Dia dan temannya, Imran-si cowok setengah tulent yang paling sering berperan sebagai laki-laki setengah wanita-kini sedang main pedang-pedangan dari bambu.
"Ih, sakit Pian. Jangan dipukul-pukul gitu. Nanti badan Imran jadi luka." Suara Imran terdengar centil sambil mengelus-ngelus lengannya sendiri.
Sedangkan Pian tetap jail. "Ayo lawan kalau berani. Tunjukan ketajaman jantan punya kamu. Eh, maksudnya kejantananmu wahai manusia jadi-jadian!" Pian terus menggelitik pinggang Imran dengan bambu yang ujungnya tumpul.
"Ih, Pian jahat, ih. Kok aku dibilang manusia jadi-jadian!"
"Jadi manusia apa? Manusia setengah mateng? Telur dong kamu. Emangnya mau disama-samain sama telur? Emangnya punya?"
"Punya apa ih? Pian kok kotor sih pikirannya."
"Hahahahah!" Pian tertawa terpingkal-pingkal. "Katanya kamu suka lihat si Tristan, katanya si Tristan cakep. Kalau kamu menang lawan aku, aku comblangin deh." Pian bercanda.
"Enggak ah, malu," kata Imran centil. "Masa pisang makan pisang, mana enak yeee...."
"Alhamdulillah akhirnya nyadar." Pian berlari ke sudut sekolah, mengambil ember berisi air dan membawanya kembali ke hadapan Imran. Bibir cowok itu mulai berkomat-kamit. "Keluarlah kau setan, jangan ganggu. Si Imran Burohman mau tobat. Bapaknya udah malu punya anak kayak dia." Lalu mencipratkan air ke wajah Imran.
"Bu Novaaaaa, Pian jahat deh!!!" Imran megap-megap dan merengek centil kembali. Semua anak teater yang berkumpul di sana pada tertawa melihat tingkah lucu keduanya.
"Hoi Pian, jangan digangguin anak perawan!" seru Bu Nova ikut bercanda.

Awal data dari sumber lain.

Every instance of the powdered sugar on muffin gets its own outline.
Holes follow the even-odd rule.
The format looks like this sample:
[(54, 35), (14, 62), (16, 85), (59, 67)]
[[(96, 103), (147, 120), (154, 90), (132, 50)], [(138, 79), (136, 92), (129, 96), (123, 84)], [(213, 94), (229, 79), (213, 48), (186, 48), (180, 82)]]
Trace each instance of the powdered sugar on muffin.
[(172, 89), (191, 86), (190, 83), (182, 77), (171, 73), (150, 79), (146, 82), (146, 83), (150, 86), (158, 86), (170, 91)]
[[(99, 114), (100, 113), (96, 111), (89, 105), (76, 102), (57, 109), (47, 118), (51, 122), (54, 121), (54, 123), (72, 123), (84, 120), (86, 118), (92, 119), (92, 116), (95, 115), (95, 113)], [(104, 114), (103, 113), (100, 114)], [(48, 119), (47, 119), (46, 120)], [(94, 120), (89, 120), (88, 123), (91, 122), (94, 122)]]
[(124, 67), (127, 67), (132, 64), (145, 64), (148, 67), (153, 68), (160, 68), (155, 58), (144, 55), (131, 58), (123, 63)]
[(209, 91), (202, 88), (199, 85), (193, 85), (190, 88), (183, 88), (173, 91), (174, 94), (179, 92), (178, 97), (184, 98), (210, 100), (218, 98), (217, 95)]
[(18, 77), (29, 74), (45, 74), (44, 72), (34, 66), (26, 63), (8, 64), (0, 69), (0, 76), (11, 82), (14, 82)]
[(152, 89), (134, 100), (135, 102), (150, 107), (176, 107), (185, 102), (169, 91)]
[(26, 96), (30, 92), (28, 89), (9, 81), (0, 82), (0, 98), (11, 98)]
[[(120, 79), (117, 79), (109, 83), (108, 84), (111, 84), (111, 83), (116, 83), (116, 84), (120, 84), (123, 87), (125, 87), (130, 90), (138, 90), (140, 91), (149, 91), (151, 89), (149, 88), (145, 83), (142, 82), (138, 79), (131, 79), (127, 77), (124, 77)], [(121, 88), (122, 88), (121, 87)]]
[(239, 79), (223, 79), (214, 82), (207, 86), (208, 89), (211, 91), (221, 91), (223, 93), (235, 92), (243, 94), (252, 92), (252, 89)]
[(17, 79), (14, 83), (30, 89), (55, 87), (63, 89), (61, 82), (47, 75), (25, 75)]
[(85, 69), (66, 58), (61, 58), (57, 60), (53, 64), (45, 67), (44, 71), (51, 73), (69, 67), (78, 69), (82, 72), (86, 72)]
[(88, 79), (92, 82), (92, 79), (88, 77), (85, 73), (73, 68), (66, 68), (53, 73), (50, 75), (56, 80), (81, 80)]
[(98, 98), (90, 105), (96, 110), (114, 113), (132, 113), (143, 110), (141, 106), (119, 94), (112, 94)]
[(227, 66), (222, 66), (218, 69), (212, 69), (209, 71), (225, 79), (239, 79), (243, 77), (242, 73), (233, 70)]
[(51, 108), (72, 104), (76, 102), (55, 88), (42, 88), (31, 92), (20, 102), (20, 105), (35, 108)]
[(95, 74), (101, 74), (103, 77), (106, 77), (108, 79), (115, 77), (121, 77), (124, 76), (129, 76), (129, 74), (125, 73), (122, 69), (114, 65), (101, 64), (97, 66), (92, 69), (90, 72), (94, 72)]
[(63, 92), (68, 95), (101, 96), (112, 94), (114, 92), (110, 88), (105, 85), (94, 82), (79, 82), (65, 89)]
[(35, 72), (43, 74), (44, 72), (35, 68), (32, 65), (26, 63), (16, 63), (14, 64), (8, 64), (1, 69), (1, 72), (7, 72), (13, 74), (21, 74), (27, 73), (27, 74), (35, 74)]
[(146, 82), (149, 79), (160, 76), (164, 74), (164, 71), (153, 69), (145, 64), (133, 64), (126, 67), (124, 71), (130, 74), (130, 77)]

"Siap komandan 45!" Pian mengembalikan embernya ke tempat semula. Lalu duduk di samping Bu Nova. Membaca naskah teater yang diberikan oleh Bu Nova.
"Pian lagi suka sama cewek." Pian mulai berbicara kepada Bu Nova.
Bagi Pian, Bu Nova sudah dianggap sebagai Ibu sendiri.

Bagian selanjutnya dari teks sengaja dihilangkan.